Conflicts of Interest in Medicine: Should We Contract, Conserve, or Expand the Traditional Definition and Scope of Regulation?
32 Pages Posted: 13 Nov 2018 Last revised: 12 Jul 2019
Date Written: 2018
The conflict-of-interest concept has had long had a clear, agreed-upon meaning in law and public policy. Nevertheless, to help explain the concept, Dennis Thompson and the Institute of Medicine (IOM) developed alternative definitions which stray from standard legal usage and introduce potential sources of confusion. Following the IOM, other writers proposed changes that redefine the concept to include so-called intellectual or non-financial conflicts. These new definitions include situations that have not been considered conflicts of interest until now.

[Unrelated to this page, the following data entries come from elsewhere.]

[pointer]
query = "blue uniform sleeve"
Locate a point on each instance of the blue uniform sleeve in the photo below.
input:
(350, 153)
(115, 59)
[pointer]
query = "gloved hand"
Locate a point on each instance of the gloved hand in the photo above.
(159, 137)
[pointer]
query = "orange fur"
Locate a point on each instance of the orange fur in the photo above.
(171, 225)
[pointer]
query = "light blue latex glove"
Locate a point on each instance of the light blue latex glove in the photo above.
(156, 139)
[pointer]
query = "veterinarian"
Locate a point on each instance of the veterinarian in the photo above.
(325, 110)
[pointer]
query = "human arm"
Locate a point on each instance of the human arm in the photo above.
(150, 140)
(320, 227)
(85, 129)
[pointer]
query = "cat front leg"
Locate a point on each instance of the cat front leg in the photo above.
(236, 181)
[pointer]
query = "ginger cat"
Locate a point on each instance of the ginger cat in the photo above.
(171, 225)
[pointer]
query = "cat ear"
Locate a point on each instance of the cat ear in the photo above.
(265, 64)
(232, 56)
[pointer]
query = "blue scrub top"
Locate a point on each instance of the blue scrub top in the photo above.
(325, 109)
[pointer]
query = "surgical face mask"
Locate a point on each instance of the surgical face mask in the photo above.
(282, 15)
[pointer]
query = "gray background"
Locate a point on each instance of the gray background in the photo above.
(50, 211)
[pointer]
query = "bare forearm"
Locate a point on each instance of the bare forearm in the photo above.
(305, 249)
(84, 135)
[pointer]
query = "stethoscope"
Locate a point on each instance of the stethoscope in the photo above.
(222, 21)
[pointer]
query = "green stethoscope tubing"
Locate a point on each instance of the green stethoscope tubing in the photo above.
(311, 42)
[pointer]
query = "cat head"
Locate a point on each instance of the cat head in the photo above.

When redefined to include intellectual/non-financial conflicts, every potential source of bias becomes a conflict of interest, which reduces the conceptual clarity and dissipates efforts to counter and cope with conflicts of interest. Many proponents of redefinition propose greater tolerance for all conflicts of interest, but at least one holds that because we regulate financial conflicts, we should also regulate intellectual conflicts. This article describes how the term conflict of interest has been traditionally used in the law and new uses of the term. Adopting the new definitions would proliferate situations considered to give rise to conflicts of interest, introduce unneeded categories, and confuse analysis. We should conserve the traditional legal definition and maintain policies to avoid and manage conflicts of interest in medicine.